В Лондоне он нашел влиятельного партнера и коллегу — Томаса Бичема с деньгами и желанием показывать новаторские постановки. Также отметим американские города, тур по которым был не менее экзотичен, чем сегодня гастроли по Азии. В преддверии гастролей в 1916 году Дягилев выступил в прессе со следующей речью: «Я нахожу удивитель-ным, что в свободной стране, подобной Соединенным Штатам, могут возникнуть возражения против «Фавна», представленного уже более пятидесяти раз, и «Шехеразады», показанной более ста сорока раз. Протестанты усмотрели в них что-то невообразимое. Я верю своему разуму и нахожу, что разум тех, кто затеял и создавал эти балеты, менее порочен, чем умонастроение тех, кто протестовал».

Жизнь Дягилева протекала в постоянной смене мест, режимов, государств. В условиях такой нестабильности он обладал двумя чертами, которые компенсировали отсутствие постоянных денежных и отчасти человеческих ресурсов и помогли ему не только выжить, но и оставить после себя легенду. Во-первых, его умение договариваться, чувствовать тон и позицию собеседников, сохранять нейтралитет в отношениях веры, политики, социального мироустройства, при этом транслировать всем художественные идеи, а для доноров из бизнеса еще и «спонсорские пакеты» с привлечением определенного объема аудитории. Обладая широким кругом контактов, он сводил людей: к примеру, промышленников с членами правящих династий, тем самым обеспечивая свои предприятия меценатами и покровителями.

Во-вторых, он фанатично верил в новое (изменяющееся) искусство, и не только отстаивал его в информационном поле, но и постоянно искал новый материал для творцов, принимал участие в репетициях и изучал художественные приемы. Напомним, что он был редактором журнала «Мир искусства» и «Ежегодника Императорских театров», куратором передовых выставок русского портрета XVII—XVIII веков и русского искусства в Осеннем салоне в Гранд-Пале в Париже, автором монографии о художнике Левицком.

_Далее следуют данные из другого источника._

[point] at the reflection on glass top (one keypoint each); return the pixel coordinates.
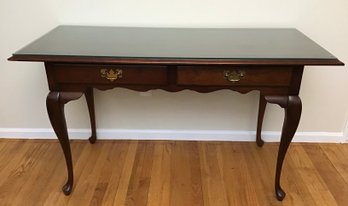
(193, 43)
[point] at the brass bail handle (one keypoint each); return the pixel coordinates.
(111, 74)
(233, 76)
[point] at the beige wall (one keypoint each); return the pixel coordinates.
(324, 89)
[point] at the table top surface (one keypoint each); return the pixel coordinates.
(229, 44)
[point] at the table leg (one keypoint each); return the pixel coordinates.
(55, 106)
(293, 107)
(90, 104)
(262, 107)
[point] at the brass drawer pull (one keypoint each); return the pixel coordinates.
(233, 76)
(111, 74)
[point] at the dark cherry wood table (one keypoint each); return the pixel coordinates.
(80, 58)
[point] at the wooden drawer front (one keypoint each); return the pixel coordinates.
(253, 76)
(110, 74)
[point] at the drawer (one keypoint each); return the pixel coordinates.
(244, 76)
(109, 74)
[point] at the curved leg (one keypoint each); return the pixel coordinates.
(262, 107)
(55, 106)
(90, 104)
(293, 107)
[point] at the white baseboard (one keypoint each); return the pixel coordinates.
(191, 135)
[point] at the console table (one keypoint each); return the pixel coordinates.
(80, 58)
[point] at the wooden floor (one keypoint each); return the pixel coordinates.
(171, 173)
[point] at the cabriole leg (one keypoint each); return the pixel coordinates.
(262, 107)
(55, 106)
(293, 107)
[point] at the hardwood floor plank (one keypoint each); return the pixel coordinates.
(171, 173)
(333, 180)
(312, 178)
(337, 156)
(121, 194)
(183, 190)
(160, 184)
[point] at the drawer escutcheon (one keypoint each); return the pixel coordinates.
(234, 75)
(111, 74)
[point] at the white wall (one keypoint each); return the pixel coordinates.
(324, 89)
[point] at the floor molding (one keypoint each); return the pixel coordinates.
(189, 135)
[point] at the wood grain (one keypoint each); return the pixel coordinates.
(171, 173)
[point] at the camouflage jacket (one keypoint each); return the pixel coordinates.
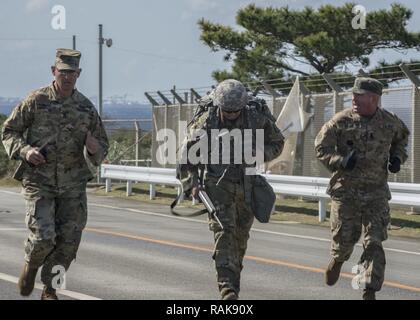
(374, 140)
(254, 116)
(42, 118)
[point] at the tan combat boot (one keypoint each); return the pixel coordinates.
(369, 294)
(26, 281)
(333, 272)
(48, 294)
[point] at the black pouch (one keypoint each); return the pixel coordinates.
(263, 199)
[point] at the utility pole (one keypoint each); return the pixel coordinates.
(108, 43)
(74, 42)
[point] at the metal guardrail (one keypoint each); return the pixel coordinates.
(407, 194)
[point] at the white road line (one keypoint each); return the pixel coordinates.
(291, 235)
(68, 293)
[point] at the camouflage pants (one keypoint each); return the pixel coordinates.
(231, 241)
(55, 220)
(349, 220)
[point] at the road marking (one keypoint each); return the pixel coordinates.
(253, 258)
(68, 293)
(291, 235)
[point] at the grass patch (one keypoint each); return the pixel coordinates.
(287, 209)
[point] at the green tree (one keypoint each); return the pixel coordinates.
(6, 166)
(277, 43)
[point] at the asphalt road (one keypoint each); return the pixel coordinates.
(139, 251)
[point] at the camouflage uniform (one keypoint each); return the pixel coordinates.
(360, 196)
(228, 186)
(55, 192)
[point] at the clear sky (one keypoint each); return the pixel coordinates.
(156, 42)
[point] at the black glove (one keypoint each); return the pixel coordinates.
(349, 161)
(394, 165)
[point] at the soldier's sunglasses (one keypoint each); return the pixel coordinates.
(68, 73)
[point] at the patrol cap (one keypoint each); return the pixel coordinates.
(67, 59)
(230, 95)
(364, 85)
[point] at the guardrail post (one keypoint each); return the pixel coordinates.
(322, 204)
(107, 185)
(152, 191)
(129, 188)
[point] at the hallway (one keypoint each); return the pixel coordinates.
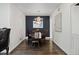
(23, 49)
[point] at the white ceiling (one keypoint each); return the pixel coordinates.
(42, 9)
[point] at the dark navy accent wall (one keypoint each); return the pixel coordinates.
(46, 24)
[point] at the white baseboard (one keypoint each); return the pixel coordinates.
(15, 46)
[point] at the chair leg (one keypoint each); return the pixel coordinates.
(7, 50)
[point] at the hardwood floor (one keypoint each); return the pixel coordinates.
(48, 49)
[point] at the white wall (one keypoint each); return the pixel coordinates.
(12, 17)
(75, 28)
(17, 24)
(4, 15)
(63, 39)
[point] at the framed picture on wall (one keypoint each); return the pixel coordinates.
(38, 22)
(58, 22)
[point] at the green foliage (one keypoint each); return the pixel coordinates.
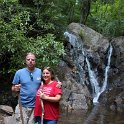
(22, 30)
(107, 18)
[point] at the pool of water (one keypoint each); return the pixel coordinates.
(97, 115)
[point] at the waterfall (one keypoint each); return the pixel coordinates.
(103, 88)
(93, 79)
(97, 90)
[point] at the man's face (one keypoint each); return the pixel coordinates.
(30, 61)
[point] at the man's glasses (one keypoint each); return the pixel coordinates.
(31, 76)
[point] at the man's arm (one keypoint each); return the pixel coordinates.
(16, 88)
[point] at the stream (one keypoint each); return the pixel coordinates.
(99, 114)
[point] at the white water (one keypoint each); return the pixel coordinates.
(93, 79)
(103, 88)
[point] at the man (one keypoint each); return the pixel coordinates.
(26, 80)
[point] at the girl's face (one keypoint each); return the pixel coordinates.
(46, 76)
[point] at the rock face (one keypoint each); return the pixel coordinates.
(73, 69)
(73, 72)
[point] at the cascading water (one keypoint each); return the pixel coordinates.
(96, 89)
(103, 88)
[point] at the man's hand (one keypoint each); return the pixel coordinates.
(16, 87)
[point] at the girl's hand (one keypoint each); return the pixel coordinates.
(59, 85)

В фигуре Дягилева нет конфликта со временем, он тонко чувствовал его и был готов меняться вместе с ним. Еще в 1905 году на открытии выставки русского портрета он заявил: «И теперь, окунувшись в глубь истории художественных образов и тем став неуязвимым для упреков в крайнем художественном радикализме, я могу смело и убежденно сказать, что не ошибается тот, кто уверен, что мы — свидетели величайшего исторического момента итогов и концов во имя новой неведомой культуры, которая нами возникает, но и нас же отметет. А потому, без страха и неверия, я подымаю бокал за разрушенные стены прекрасных дворцов, так же, как и за новые заветы новой эстетики».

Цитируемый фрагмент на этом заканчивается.